建築物の基本的な法律として「ビル管理法」というものがあることを以前に書きましたが、
大きなオフィスビルやショッピングセンターにはこのビル管理法に基づいて建物の衛生や安全を管理している専門家がいるのをご存じでしょうか?
それが「建築物環境衛生管理技術者」、通称「ビル管理士」と呼ばれる人たちです。
ビル管理士になるには
一定の年数の実務経験を積んだ後に国家試験を受けて合格するか、講習を受けることで取得することができます。
ビル管理試験の出題範囲はとても広く、建築法や消防法に関する基本事項から、水道設備やボイラーに関する知識、換気用ダクトの風量や風速を算出する計算問題や害虫の種類や性質に関する知識、さらには水質基準や空気環境基準の詳細な数値まで、覚えなければならないことは山ほどあります。
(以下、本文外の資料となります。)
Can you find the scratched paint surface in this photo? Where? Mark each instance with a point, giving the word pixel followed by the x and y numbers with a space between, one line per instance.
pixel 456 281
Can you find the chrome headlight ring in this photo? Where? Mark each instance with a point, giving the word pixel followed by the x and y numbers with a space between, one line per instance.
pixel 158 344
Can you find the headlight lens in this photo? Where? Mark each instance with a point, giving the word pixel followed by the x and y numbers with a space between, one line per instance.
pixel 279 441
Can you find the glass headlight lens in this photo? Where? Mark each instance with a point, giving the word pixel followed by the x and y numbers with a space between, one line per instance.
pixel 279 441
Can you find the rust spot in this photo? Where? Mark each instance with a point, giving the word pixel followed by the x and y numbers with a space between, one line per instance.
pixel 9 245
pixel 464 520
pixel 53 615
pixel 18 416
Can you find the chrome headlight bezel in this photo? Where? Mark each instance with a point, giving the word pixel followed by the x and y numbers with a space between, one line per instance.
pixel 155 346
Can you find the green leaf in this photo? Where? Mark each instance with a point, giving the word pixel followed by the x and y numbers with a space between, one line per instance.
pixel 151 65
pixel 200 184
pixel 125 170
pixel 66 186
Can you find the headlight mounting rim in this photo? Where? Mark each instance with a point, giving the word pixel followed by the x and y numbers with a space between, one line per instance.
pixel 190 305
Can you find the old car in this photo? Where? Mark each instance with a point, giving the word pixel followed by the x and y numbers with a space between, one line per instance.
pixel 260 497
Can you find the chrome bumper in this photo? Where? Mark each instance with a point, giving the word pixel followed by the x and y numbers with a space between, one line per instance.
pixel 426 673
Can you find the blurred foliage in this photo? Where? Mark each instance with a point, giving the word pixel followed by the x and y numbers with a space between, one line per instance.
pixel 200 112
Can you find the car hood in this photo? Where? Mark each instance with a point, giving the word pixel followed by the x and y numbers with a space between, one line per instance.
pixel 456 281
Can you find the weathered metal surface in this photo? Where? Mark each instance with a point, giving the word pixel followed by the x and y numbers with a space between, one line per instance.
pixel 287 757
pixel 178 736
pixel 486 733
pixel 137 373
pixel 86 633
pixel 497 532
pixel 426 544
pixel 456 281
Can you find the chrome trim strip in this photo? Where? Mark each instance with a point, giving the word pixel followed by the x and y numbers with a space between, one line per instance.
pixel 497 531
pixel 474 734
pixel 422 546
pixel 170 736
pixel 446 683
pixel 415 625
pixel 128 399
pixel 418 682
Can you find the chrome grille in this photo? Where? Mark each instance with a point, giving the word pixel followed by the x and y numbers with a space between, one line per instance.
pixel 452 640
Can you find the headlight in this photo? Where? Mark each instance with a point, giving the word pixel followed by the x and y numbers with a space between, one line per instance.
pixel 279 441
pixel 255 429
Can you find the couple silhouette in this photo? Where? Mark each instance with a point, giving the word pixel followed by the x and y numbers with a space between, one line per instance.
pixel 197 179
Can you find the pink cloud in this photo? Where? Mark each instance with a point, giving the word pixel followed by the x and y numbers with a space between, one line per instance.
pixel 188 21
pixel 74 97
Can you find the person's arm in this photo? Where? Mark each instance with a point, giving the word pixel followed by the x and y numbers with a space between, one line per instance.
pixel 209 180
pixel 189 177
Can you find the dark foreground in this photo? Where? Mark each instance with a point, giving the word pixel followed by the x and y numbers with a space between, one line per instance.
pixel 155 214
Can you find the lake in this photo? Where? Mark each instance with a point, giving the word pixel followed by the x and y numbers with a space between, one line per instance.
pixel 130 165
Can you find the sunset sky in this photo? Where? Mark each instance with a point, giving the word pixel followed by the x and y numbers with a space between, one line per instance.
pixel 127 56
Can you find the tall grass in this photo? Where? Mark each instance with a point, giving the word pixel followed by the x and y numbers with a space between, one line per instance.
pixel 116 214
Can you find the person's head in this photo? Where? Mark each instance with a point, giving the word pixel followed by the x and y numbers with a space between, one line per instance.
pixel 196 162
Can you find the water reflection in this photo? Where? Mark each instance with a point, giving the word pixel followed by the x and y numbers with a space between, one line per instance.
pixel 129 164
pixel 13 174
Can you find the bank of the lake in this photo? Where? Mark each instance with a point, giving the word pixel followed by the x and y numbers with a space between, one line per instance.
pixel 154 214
さらに、出題される問題のなかには高校の数学で教わった対数関数(logという記号が出てくるあれです)を使った計算が必要になる問題もあり、学校をでてから何十年もたった大人が受験するにはかなりの勉強が必要です。
そのため合格率は15%から20%程度と低く、何回か挑戦して合格する人が多いようです。
試験内容
難易度が高い上に、このビル管理試験は1年に1回しか行われません。
試験会場の数も限られており、札幌市、仙台市、東京都、名古屋市、大阪府、福岡県の6箇所しか試験会場がありませんから、それ以外の地域の人は試験会場の近くに宿泊する必要があります。
出題範囲の広い試験なのでその分試験時間も長く、午前と午後にわけて丸1日かけて試験が行われます。
開始時間も結構早いので、普段朝に弱い人はそのための準備も必要かもしれませんね。
長丁場の試験なので昼休みは少々長めで2時間くらいあるのですが、試験会場によっては昼休みの間は教室にいられない場合もあり、その場合は昼休みに時間をつぶすための場所を確保する必要もあるようです。
試験会場は多くの場合、大学のキャンパスを借りて行われますが、試験が行われるのは日曜日なので学食や売店は閉まっていることが多いので注意が必要ですね。
なにかと大変なことの多いビル管理試験ですが、合格することができればそれはビル管理の幅広い知識を持ったスペシャリスト。
そんな専門家に支えられて、オフィスやショッピングセンターは快適な環境が維持されているのです。
私達不動産業に携わるものも、基本的なことくらいは把握しておかなくてはいけないな、と思っています。